When food is scarce, a meal can mean the difference between life and death. But some animals are surprisingly generous. Bonobos share food with both friends and strangers, and even chimpanzees sometimes share meat, either with social allies, or with other participants of the hunt. Wolves also spread the wealth, bringing food back to injured pack members. And in a way that’s both disgusting and . . . sweet, we guess (?) . . . vampire bats regurgitate blood to both kin and non-kin who are down on their luck. It’s a wise move in a world where next time, it could be the sharer who falls on hard times - and needs to depend on old friends.


#3: Daring Rescues

According to the Greek historian Herodotus, when the poet Arion flung himself into the ocean to escape pirates, a dolphin beguiled by his music carried him to shore. The idea that dolphins come to the aid of humans in peril is more than legend. Dolphins have been observed lifting drowning swimmers to the surface, and rescuing others from sharks - forming protective rings or ramming the sharks to repel them. The behaviour has also been documented in other cetaceans. Humpback whales are known to intervene in killer whale attacks on other whale species, sea lions, and seals.


#2: Adoption

Life is tough for animal orphans, and their chances are often slim. But, although rare, adoption in the animal kingdom isn’t unheard of. Chimpanzees aren’t exactly known for being selfless, but both male and female chimps have been observed taking care of unrelated orphans. Walrus mothers have also been observed tending to orphaned pups, and red squirrels will sometimes take in hand those of close relatives. On occasion, domesticated dogs even take in infants of a completely different species, as do captive apes - forming sometimes unlikely bonds.

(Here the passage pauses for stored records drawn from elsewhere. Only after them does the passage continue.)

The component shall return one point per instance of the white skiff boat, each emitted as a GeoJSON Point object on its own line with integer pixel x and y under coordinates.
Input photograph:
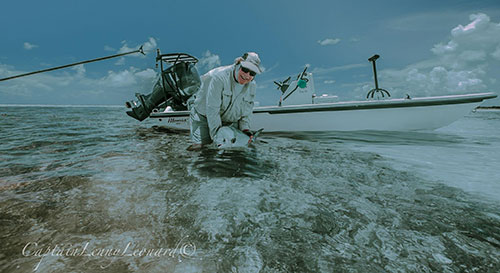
{"type": "Point", "coordinates": [426, 113]}
{"type": "Point", "coordinates": [300, 109]}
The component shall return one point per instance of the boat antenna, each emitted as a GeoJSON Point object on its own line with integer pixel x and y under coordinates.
{"type": "Point", "coordinates": [140, 50]}
{"type": "Point", "coordinates": [376, 89]}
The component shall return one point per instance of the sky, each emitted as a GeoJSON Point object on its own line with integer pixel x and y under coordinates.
{"type": "Point", "coordinates": [426, 47]}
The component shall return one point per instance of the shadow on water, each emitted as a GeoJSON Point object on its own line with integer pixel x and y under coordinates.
{"type": "Point", "coordinates": [231, 163]}
{"type": "Point", "coordinates": [374, 137]}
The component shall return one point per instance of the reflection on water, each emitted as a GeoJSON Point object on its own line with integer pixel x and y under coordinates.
{"type": "Point", "coordinates": [129, 197]}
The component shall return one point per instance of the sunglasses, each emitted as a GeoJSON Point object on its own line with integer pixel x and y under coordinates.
{"type": "Point", "coordinates": [246, 70]}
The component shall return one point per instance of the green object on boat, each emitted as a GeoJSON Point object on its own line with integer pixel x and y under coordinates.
{"type": "Point", "coordinates": [302, 84]}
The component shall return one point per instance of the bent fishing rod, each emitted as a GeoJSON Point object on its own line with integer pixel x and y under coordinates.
{"type": "Point", "coordinates": [140, 50]}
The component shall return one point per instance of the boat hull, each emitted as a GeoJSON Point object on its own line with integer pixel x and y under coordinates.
{"type": "Point", "coordinates": [392, 115]}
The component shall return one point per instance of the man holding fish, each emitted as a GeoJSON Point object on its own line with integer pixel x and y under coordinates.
{"type": "Point", "coordinates": [226, 98]}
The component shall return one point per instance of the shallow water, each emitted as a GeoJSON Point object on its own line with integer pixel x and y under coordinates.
{"type": "Point", "coordinates": [90, 190]}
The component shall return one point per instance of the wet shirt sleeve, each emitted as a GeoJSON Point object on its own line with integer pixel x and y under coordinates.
{"type": "Point", "coordinates": [248, 103]}
{"type": "Point", "coordinates": [214, 100]}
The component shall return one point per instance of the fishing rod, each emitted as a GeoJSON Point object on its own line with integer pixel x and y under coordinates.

#1: The Ultimate Sacrifice

Sometimes, a leap into danger is the only way to protect friends and family. Many bird species feign broken wings to draw predators away from their young, risking themselves in the process. Adult bonobos also put themselves in harm’s way, the males positioning themselves at the leading edge of the troop while infants cluster inside. While the alarm calls of meerkat sentries attract the attention of predators, they give others time to find safety. Few, however, can compete with the devotion of the honey bee, who will attack a perceived threat even though its barbed stinger lodges in thick skin - laying down its its life for the hive.